The National Parkinson Foundation suggests caregivers take a look at the situation as a whole, using a “big picture” approach. Seeing options as working together enables caregivers to make rational, educated decisions. This frame of mind is especially important when deciding legal, financial and medical decisions for a loved one.  Take a step back, a deep breath and proceed with an open mind.
The first part of the “big picture” is honesty. Don’t falsify any information on any documents. It will lead to more headaches and hassle later on by causing others to question your credibility. You want a loved one to receive the benefits he is entitled to by law.

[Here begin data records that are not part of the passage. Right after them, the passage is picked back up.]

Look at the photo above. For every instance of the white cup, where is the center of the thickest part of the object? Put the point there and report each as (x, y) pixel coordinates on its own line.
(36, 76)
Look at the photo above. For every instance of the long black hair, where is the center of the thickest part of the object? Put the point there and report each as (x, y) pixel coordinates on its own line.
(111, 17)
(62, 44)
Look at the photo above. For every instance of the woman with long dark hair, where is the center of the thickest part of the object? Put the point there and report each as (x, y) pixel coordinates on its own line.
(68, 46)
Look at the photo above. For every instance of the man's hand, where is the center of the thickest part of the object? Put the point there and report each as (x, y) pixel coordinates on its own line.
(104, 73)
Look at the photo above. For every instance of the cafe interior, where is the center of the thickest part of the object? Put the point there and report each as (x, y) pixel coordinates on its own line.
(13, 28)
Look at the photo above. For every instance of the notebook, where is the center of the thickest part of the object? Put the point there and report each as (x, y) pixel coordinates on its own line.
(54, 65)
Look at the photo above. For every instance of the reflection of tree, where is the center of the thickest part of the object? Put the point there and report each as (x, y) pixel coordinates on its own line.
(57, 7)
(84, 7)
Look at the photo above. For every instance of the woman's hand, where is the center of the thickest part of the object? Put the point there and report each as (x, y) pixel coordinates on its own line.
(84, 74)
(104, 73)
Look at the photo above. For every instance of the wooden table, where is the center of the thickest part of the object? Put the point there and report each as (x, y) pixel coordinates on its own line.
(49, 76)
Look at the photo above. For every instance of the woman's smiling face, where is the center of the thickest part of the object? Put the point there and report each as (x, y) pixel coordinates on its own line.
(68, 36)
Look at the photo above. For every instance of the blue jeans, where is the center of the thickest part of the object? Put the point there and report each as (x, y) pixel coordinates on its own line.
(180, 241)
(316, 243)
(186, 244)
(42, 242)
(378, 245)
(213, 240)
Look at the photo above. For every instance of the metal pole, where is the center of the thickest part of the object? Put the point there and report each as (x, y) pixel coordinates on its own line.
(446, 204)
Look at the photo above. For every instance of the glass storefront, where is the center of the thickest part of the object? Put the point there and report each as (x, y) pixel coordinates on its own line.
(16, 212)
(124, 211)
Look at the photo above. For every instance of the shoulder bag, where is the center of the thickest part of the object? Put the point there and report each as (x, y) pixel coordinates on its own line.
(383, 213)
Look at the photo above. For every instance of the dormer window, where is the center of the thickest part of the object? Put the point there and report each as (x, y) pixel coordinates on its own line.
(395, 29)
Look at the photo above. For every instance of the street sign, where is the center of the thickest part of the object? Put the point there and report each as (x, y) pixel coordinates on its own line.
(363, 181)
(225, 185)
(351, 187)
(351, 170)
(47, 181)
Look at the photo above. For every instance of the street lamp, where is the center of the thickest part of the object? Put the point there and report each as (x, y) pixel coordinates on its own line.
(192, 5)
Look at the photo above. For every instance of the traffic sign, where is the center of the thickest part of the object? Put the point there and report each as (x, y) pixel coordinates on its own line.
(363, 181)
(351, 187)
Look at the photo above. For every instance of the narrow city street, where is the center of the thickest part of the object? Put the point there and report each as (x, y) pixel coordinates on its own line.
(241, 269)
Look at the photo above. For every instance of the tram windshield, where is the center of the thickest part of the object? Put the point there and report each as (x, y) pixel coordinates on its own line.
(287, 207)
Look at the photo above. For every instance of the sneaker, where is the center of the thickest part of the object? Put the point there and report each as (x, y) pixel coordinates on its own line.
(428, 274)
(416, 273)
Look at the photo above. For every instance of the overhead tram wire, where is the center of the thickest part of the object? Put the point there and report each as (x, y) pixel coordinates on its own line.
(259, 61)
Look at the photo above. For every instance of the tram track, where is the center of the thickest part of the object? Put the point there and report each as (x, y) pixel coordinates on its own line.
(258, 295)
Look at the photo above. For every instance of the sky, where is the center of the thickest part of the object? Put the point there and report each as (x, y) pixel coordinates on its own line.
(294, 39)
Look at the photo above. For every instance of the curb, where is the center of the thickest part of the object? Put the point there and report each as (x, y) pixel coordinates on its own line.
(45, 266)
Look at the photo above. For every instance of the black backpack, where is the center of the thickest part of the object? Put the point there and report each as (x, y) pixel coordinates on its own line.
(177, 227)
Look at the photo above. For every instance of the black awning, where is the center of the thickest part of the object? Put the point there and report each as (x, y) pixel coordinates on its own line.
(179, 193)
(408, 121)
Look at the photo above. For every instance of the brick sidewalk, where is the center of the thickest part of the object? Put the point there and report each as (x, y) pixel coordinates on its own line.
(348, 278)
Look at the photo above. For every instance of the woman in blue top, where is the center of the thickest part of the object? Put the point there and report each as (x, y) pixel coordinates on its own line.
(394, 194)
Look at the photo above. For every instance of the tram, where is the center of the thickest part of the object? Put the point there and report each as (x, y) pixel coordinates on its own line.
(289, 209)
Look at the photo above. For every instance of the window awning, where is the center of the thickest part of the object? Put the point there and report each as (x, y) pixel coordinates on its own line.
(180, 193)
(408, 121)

The Foundation explains that the second part of this is consistency. When helping a loved one apply for different benefits and medical support, a caregiver must keep in mind that many programs will require the exact same documentation.
The main question will be: What is a loved one’s health status at any given point?  When preparing legal documents, this may be measured against different definitions, but it is important to be truthful and consistent.  Use the big-picture approach to see how a loved one’s benefits will all fit together and what gaps may need to be filled.

The unknowns of the day-to-day caregiving are probably the most stressful for caregivers. Having systems in place of organization and support will make these situations seem less overwhelming.

Adapting the home environment is one of the major tasks any caregiver must take on. Whether at a senior residence or the person’s personal home, small changes can be made to avoid big disasters. Living areas, kitchens and bathrooms can be adapted to help the decreasing cognitive and physical abilities of a loved one with Parkinson’s. Make sure there are open pathways around the home and remove obstacles and unsteady rugs, decorations, etc. that may cause an accident.
Put grab bars in bathrooms and even along hallways. Designate hot or cold on faucets with labels and colored tape. Leave items at chest or waist height so reaching won’t cause falls.

In addition to changing the environment, a caregiver must be able to help with adjustments on daily tasks such as dressing, teeth brushing, showering, etc. Confusion and unsteadiness make these seemingly standard tasks challenging. Help a loved one understand what is going on and proceed slowly, with care and compassion.

A very common symptom of Parkinson’s is “freezing.”  Help a loved one move around easier by pretending they are walking over something, or rock very slowly back and forth to get moving again. Exercise, to any degree possible, is very important to a loved one’s health and well-being. Sitting around will only make their mind-set diminish, as well as the physical aspects.

Encourage activity, communication and involvement socially as much as possible. As the disease progresses, these things will become more and more challenging to do. It’s important a caregiver encourage it when a loved one still is able to be involved.

For caregiving in the latter stages of Parkinson’s disease, challenges will arise. A caregiver should plan ahead and anticipate problems. Have paperwork done and organized. Separate tasks into smaller, manageable parts to encourage independence. The trenches won’t seem so deep then!